The measurements were taken in a laboratory where there were some electronic power converters in operation. Consequently, the three sensors had a high noise floor. However, the noise influenced the case of the air core sensor the most (Figure 9 and Figure 10). In Figure 9 and Figure 10, the induced voltages and the harmonics analysis are presented for the case of the healthy machine with the flux sensors placed in the upside position.
Table 2 shows the results obtained by the three sensors under healthy conditions at different positions. A comparison between the 50 Hz, the 25 Hz and the 850 Hz components are presented, as these frequencies are typical in the rotor and stator inter-turn faults.
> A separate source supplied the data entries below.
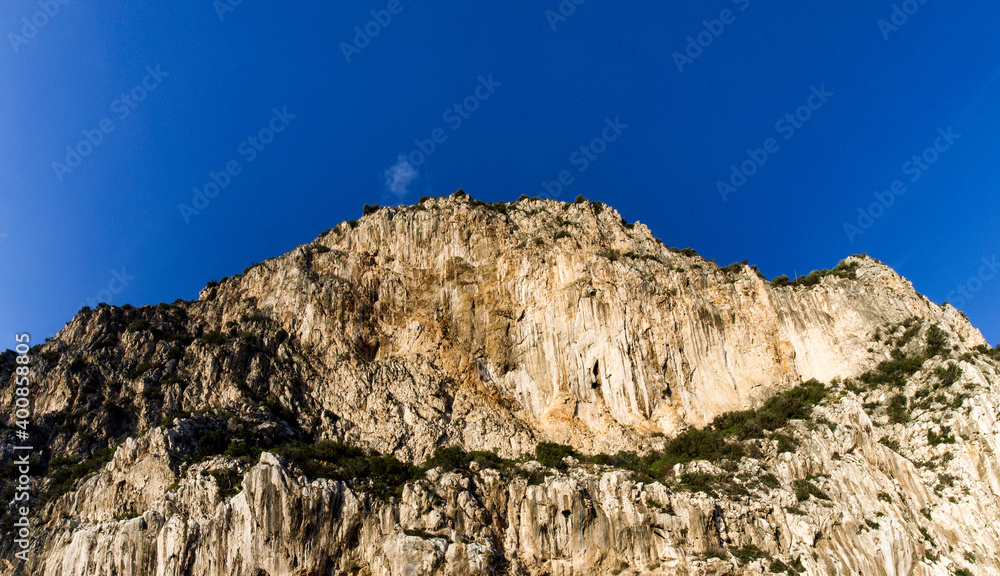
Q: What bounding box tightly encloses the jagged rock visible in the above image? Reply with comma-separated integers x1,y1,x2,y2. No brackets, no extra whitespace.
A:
0,196,1000,576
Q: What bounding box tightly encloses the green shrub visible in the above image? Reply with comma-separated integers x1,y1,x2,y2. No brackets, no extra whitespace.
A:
597,250,621,262
223,441,263,460
195,430,229,462
275,441,423,499
927,426,955,446
879,436,899,452
128,362,153,380
41,447,115,502
792,479,830,502
208,468,243,500
885,394,910,424
934,362,962,387
927,324,948,356
535,442,577,470
859,349,924,388
719,262,743,274
771,261,859,287
201,330,226,346
712,379,826,440
729,544,767,564
422,446,468,472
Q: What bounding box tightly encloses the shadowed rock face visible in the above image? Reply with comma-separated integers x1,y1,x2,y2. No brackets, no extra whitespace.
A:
0,197,1000,576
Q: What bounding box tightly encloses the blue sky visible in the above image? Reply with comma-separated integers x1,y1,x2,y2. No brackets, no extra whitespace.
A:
0,0,1000,348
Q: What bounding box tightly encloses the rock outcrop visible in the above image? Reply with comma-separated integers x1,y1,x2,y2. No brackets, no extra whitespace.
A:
0,195,1000,576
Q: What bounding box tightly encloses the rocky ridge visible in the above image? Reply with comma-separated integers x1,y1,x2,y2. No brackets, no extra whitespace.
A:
0,195,1000,576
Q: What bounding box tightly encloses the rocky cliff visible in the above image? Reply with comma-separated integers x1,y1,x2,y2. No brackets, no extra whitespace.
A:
0,194,1000,576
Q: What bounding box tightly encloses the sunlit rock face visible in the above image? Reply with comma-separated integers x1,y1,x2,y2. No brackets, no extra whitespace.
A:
0,195,1000,576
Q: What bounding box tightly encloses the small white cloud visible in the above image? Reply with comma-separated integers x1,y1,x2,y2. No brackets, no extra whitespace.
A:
385,154,420,198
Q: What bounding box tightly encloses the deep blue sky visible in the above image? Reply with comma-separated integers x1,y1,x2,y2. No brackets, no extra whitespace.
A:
0,0,1000,348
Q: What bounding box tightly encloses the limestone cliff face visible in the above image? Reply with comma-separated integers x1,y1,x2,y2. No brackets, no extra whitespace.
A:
0,196,1000,576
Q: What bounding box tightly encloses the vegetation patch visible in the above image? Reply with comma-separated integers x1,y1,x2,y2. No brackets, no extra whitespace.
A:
771,261,859,287
274,441,424,499
41,447,115,502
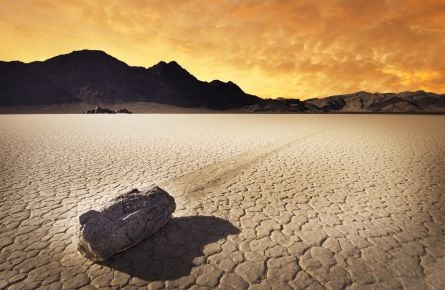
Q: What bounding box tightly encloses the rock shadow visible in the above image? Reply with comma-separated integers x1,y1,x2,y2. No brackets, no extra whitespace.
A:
99,216,240,282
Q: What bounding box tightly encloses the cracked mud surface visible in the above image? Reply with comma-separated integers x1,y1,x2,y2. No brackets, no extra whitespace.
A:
0,115,445,289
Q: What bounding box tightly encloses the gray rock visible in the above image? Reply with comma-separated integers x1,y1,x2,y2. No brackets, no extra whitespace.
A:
78,186,176,261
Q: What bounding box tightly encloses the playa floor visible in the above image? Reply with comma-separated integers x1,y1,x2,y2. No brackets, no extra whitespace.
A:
0,114,445,289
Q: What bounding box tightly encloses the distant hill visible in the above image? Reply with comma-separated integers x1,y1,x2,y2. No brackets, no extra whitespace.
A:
0,50,261,109
304,91,445,113
0,50,445,113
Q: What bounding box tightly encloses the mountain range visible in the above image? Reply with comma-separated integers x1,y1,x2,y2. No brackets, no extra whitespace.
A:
0,50,445,113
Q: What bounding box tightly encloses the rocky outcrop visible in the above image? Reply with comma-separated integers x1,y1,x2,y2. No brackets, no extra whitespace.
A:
78,186,176,261
0,50,261,109
85,106,116,114
85,106,132,114
116,108,133,114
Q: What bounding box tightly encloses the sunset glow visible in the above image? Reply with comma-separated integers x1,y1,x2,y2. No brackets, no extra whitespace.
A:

3.2. Rotor Inter-Turn Faulty Conditions

This subsection presents the results from the three sensors measuring stray flux analysis in the case of rotor inter-turn faults with 5% and 15% of fault severity.
In the case of an inter-turn fault, one of the poles of the machine had a lower number of winding turns in operation. Consequently, a magnetic imbalance was created, as one of the poles produced a lower magnetomotive force than the others. Under such conditions, a harmonic corresponding to the rotating frequency is expected to appear in the stray flux of the stator [14,15].
In Figure 11, the induced voltages recorded by the three sensors are presented for operation under 5% rotor inter-turn fault. While the machine had four poles, the rotating mechanical frequency was 25 Hz. The corresponding harmonic analysis is displayed in Figure 12 for all sensor cases.
The induced voltage amplitude was greater in the case of iron core sensors than it was for air core sensors, especially in the E-shape type. Moreover, the calculated spectra were similar. It could be clearly seen that the 25 Hz harmonic, corresponding to the inter-turn fault in the field winding, presented an increased amplitude compared to the healthy machine. In Figure 13 and Figure 14, the induced voltage and the harmonics analysis in the three sensors are presented, respectively, for a 15% rotor inter-turn fault. The results were close to those presented above, but the amplitudes of the 25 Hz components were greater than in previously studied cases, as expected.
From Table 3, it can be clearly seen that the 25 Hz component could be detected by the three sensors. Furthermore, the amplitude differences between the fundamentals at 50 Hz and the 25 Hz signatures were similar. However, the induced voltage amplitude in the iron core E shape was eight time greater than in the case of the air core.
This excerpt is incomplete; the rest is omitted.